A recent custom reinterprets the two candles as husband and wife (Note: Elijah Spira writes (1757) that "some say that the lamps represent man and woman, as ner (lamp) in gematriya is 250, and a man has 248 bones while a woman has 252." However, this explanation is intended abstractly and Spira does not imagine that anyone should light more lamps to correspond to a larger family.) and adds a new candle for every child born; apparently the first to hear of it was Israel Hayyim Friedman, though his essay was not published until 1965, followed by Jacob Zallel Lauterbach, who mentions it in an undated essay published posthumously in 1951. Menachem Mendel Schneerson mentioned it in a 1975 letter. Mordechai Leifer supposedly said, "The women light two candles before children but after their first child they light five, corresponding to the Five Books Of Moses . . . and so it is forever, irrespective of how many children" but this teaching was not published until 1988. Menashe Klein offers two interpretations: either it is based on Moelin's rule and women who miss a week because they were giving birth are not exempted (though all other authorities assume they are exempted) or it is based on comparison with Hanukkah candles, which some medieval authorities recommended be lit one per member of the household.

=== Hand waving ===
In the Ashkenazic rite, after the candles are lit, a blessing is said (whereas, in the Sephardic rite, the blessing is said before the lighting). In order to avoid benefiting from the light of the candles before uttering the blessing, Ashkenazic authorities recommend that the lighter cover her eyes for the intervening period. Today, many Jewish women make an exaggerated motion, waving their hands in the air, when covering their eyes; there is no specific source for this in traditional texts.

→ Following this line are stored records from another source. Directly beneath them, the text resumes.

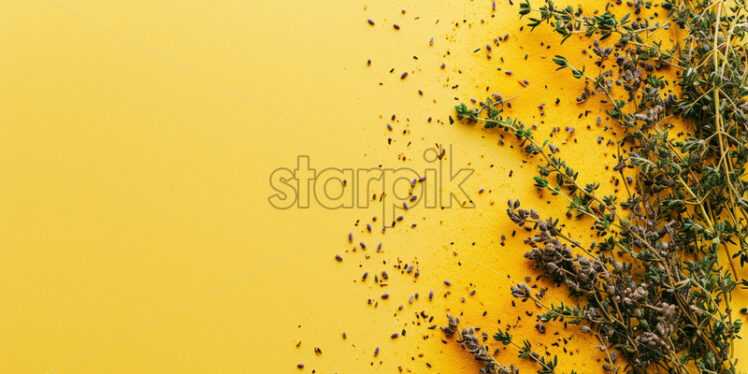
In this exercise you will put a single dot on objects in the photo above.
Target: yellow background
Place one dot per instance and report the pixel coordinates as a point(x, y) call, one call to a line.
point(136, 143)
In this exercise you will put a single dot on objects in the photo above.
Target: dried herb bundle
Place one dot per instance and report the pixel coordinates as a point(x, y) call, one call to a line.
point(654, 288)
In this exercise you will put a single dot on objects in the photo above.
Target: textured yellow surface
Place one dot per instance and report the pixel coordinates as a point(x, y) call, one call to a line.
point(136, 143)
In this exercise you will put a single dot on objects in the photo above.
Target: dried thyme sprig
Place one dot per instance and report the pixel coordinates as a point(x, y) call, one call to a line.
point(653, 288)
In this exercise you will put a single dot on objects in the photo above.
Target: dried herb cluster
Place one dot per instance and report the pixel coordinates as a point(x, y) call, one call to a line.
point(653, 288)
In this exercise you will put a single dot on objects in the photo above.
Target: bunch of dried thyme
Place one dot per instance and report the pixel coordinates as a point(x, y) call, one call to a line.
point(656, 288)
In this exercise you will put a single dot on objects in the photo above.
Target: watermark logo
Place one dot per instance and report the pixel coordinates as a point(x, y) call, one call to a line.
point(438, 185)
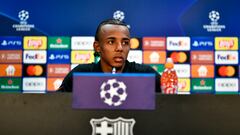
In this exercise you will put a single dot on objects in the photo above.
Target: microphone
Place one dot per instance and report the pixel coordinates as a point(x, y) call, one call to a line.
point(113, 70)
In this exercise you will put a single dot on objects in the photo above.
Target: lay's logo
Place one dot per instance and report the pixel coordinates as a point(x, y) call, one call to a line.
point(178, 43)
point(35, 42)
point(226, 43)
point(202, 71)
point(82, 57)
point(226, 57)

MS ex-Montefiore 134 records that "I heard that [Rashi's granddaughter] Rabbanit Hannah, the sister of Rabbi Jacob, would warn the women not to begin the blessing until the second candle was lit, lest the women accept the Sabbath and then continue lighting candles."

==Time==
The candles must be lit before the official starting time of Shabbat, which varies from place to place, but is generally 18 or 20 minutes before sunset. In some places the customary time is earlier: 30 minutes before sunset in Haifa and 40 minutes in Jerusalem, perhaps because the mountains in those cities obstructed the horizon and once made it difficult to know if sunset had arrived.

==Blessing==
The blessing is never described by Talmudic sources, but was introduced by Geonim to emphasize rejection of the early Karaitic belief that lights could not be lit before the Sabbath. It is attested in a fragment in the St. Petersburg national library (Antonin B, 122, 2); it also appears in a plethora of Gaonic material, including the Seder of Amram Gaon, the responsa of Natronai Gaon, the responsa of Sherira Gaon, and others. Every source quotes it with identical language, exactly correspondent to the modern liturgy.

| Hebrew | Transliteration | English |
|---|---|---|
| בָּרוּךְ אַתָּה ה', אֱ-לֹהֵינוּ מֶלֶךְ הָעוֹלָם, אֲשֶׁר קִדְּשָׁנוּ בְּמִצְוֹתָיו, וְצִוָּנוּ לְהַדְלִיק נֵר שֶׁל שַׁבָּת.‎ | Barukh ata Adonai Eloheinu, Melekh ha'olam, asher kid'shanu b'mitzvotav v'tzivanu l'hadlik ner shel Shabbat. | Blessed are You, LORD our God, King of the universe, Who has sanctified us with His commandments and commanded us to light the Shabbat lamp. |

In the late 20th century, some apparently began to add the word kodesh ("holy") at the end of the blessing, making "... the lamp of holy Shabbat", a practice with no historical antecedent. At least two earlier sources include this version, the Givat Shaul of Saul Abdullah Joseph (Hong Kong, 1906) and the Yafeh laLev of Rahamim Nissim Palacci (Turkey, 1906) but authorities in the major Orthodox traditions were solicited for responsa only in the late 1960s, and each acknowledges it only as a new and alternative practice. Menachem Mendel Schneerson and Moshe Sternbuch endorsed the innovation but most authorities, including Yitzhak Yosef, ruled that it is forbidden, though it does not nullify the blessing if already performed. Almog Levi attributes this addition to misinformed baalot teshuva. It has never been a widespread custom but its popularity, especially within Chabad, continues to grow.